E non avrebbe mai voluto dirgli niente di tutto
ciò.
Sarebbe stata attenta: avrebbe dormito con una mano
sotto la guancia per non macchiare il cuscino, e lui non si sarebbe accorto di
niente.
Davanti allo specchio, per un momento, il suo
riflesso lo aveva fatto innervosire.
Lo stava aspettando a casa, a Amburgo.
Si fidava ciecamente di lui, era la sua natura.
Era l’opposto di Sophia: mora, con gli occhi verdi,
come i suoi, e formosa.
Quando parlavano al telefono e lui lamentava di
essere stanco o abbattuto, lei lo tirava sempre su, dandogli mille motivi per
pensare positivo.
Era quasi fiabesca, e forse era anche per questo
che qualche mese prima ci si era messo insieme.

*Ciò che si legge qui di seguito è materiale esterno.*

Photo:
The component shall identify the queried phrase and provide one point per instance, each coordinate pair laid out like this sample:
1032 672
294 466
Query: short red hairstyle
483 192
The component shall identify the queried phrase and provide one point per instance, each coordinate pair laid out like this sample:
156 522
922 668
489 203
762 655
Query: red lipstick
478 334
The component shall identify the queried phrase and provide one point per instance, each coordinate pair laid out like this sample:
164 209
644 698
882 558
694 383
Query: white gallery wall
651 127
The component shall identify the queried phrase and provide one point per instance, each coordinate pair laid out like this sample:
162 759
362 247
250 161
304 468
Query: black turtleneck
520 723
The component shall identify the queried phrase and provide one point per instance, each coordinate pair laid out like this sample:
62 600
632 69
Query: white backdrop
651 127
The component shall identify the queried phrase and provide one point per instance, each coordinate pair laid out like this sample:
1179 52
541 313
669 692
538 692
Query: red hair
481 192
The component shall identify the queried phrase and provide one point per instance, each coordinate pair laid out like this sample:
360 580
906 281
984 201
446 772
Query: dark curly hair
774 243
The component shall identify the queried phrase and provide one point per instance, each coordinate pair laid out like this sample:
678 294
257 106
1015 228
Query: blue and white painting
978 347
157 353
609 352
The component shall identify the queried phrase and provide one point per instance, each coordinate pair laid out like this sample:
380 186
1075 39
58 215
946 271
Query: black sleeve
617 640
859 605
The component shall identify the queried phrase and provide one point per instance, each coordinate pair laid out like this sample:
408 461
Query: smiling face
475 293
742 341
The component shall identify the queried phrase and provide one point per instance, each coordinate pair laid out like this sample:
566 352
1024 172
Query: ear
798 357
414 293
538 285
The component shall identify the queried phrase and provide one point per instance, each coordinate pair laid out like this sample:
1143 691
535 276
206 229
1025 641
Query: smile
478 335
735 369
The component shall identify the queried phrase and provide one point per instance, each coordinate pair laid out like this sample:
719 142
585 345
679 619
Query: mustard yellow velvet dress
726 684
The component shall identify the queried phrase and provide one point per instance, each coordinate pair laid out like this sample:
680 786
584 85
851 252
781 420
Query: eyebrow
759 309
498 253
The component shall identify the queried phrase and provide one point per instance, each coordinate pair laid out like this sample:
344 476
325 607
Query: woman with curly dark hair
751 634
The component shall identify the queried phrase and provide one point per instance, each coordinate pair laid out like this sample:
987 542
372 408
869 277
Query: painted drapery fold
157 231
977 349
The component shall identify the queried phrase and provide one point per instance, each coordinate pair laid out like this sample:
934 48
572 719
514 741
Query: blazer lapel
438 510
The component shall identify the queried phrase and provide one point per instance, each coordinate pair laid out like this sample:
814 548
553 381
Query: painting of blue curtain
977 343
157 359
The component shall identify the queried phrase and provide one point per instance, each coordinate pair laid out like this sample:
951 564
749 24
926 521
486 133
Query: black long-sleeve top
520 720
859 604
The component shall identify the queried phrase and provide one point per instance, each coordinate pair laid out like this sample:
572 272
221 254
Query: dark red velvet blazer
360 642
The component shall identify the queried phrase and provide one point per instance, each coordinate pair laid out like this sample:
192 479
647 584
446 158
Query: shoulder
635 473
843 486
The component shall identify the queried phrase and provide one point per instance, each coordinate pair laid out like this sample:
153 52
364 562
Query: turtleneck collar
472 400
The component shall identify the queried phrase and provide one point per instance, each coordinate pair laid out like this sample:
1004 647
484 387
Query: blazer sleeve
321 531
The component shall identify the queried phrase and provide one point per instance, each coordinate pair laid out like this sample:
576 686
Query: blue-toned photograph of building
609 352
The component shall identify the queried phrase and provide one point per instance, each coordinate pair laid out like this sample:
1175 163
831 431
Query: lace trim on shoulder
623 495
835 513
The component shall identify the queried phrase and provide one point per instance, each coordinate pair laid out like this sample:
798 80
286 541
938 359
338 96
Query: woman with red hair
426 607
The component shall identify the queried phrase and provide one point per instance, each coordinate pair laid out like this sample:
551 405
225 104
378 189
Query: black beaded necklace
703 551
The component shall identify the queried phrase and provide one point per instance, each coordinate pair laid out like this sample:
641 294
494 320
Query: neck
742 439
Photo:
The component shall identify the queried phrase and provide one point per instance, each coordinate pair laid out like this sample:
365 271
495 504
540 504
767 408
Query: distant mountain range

Gli metteva allegria. E poi era carina, molto
carina.
“Sei una merda…” si era detto.
Nessuna delle due meritava di essere ingannata.
Di lui, Georg.
Non di lui, il bassista dei Tokio Hotel.
Almeno, così sperava.
Anche se una voce, piccola e fastidiosa dentro di
lui, gli diceva di non farlo.
Ovviamente, Sophia gli aveva tirato un cuscino,
fingendosi scandalizzata e scrivendo LONDRA a caratteri cubitali sul blocchetto.
Per tutta risposta, lui aveva ribattuto, fingendosi
offeso: “E pensare che ti ho anche ospitata! Bella la tua gratitudine!”
Aveva sentito una fitta allo stomaco, come un
avvertimento, un monito, ma non ci aveva voluto far caso.
Neanche il buio quasi totale aveva permesso ai loro
sguardi di separarsi: quelli di Sophia brillavano come due lucciole, e Georg ci
si era perso dentro mentre stava sopra di lei, cercando di farla sentire a
proprio agio, chiedendole se fosse stata sicura…
Lei aveva annuito, allungando il collo per poterlo
baciare di nuovo.
La sentiva ansimare, questo sì. A ritmo accelerato.
E la poca luce arancione che, da un lampione, filtrava nella stanza, illuminava
parzialmente il suo viso.
Insolito, singolare.
L’aveva sfiorata, senza che lei avesse fatto la
minima resistenza, presa com’era dal piacere che stava provando.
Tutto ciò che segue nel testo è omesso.